Webb pèse le trou noir inactif le plus éloigné jamais découvert

Leïla Hadj

This Webb image shows the highly distorted red galaxy MRG-M0138 seen through a foreground cluster of galaxies (white sources). Image credit: NASA / ESA / CSA / Webb.

Un trou noir supermassif d’une masse de 6 milliards de fois celle du Soleil se cache dans MRG-M0138, une galaxie calme à lentille gravitationnelle observée lorsque l’Univers n’avait que 3 milliards d’années, selon une analyse des données collectées par le spectrographe de champ intégral NIRSpec à bord du télescope spatial James Webb NASA/ESA/CSA.

MRG-M0138 est situé à plus de 10 milliards d’années-lumière, derrière un massif amas de galaxies qui agrandit et étend son apparence.

En conséquence, la galaxie lointaine apparaît environ 30 fois plus grande qu’elle ne le serait normalement.

MRG-M0138 ne forme plus d’étoiles et son trou noir central est également silencieux.
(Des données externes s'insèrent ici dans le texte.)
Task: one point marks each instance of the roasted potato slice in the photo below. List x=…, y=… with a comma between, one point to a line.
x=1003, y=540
« Nous avons pu détecter ce trou noir à une distance de 10 milliards d’années-lumière en combinant la vision nette de Webb avec une loupe naturelle », a déclaré le Dr Andrew Newman, astronome à la Carnegie Institution for Science et à l’Université de Californie du Sud.
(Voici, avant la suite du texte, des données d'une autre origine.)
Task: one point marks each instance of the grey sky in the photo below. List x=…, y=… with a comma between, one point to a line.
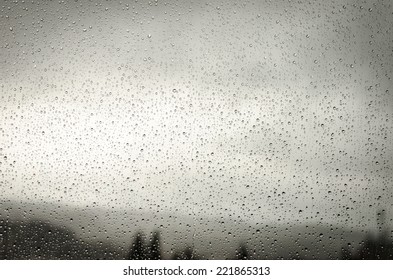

Le Dr Newman et ses collègues ont observé MRG-M0138 avec le spectrographe de champ intégral NIRSpec de Webb.

« En combinant les données Webb avec la lentille gravitationnelle, nous pourrions observer l’intérieur de la sphère d’influence du trou noir, où sa gravité augmente la vitesse des étoiles. »

« C’est l’une des meilleures techniques dont nous disposons pour peser un trou noir, nous étions donc ravis de l’étendre à une période beaucoup plus antérieure de l’histoire cosmique. »
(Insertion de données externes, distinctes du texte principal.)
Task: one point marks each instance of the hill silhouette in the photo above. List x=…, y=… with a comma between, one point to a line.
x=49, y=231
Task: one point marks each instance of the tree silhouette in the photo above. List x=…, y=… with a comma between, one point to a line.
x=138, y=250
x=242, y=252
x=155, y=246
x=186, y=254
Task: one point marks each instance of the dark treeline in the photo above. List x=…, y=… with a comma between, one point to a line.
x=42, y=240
« Seules une poignée de trous noirs dormants de cette taille ont été découverts auparavant, tous dans l’Univers voisin. »

Cette découverte offre de nouveaux indices sur la façon dont les trous noirs et les galaxies se sont développés ensemble au début de l’Univers.

Les galaxies proches montrent des liens étroits entre les masses de leurs trous noirs centraux et les propriétés des galaxies qui les entourent.

Mais il a été difficile de vérifier si ces relations existaient déjà il y a des milliards d’années.

Les nouvelles découvertes suggèrent que les galaxies les plus denses ont été des sites de croissance rapide de trous noirs au début de l’histoire du cosmos.

Bien qu’actuellement en sommeil, MRG-M0138 était probablement un puissant quasar dans son passé.

« Déterminer comment les étoiles se déplacent collectivement au cœur de cette galaxie lointaine nous a permis de mesurer la masse de son trou noir supermassif autrement indétectable », a déclaré le professeur Richard Ellis de l’University College de Londres.

« En démontrant la faisabilité d’une telle technique pour les galaxies du début de l’Univers, nous pouvons désormais entreprendre un recensement plus complet de la façon dont les trous noirs se développent au fil du temps et déduire leur rôle dans l’évolution des galaxies. »

Les résultats paraissent dans le journal Science.

Leïla Hadj

Leïla Hadj

Journaliste scientifique passionnée, je décrypte les innovations qui façonnent notre monde. J’aime aller au fond des sujets, poser les bonnes questions et rendre la science accessible. Rédactrice en chef de GDTI Mag, je veille à ce que chaque article éclaire autant qu’il informe.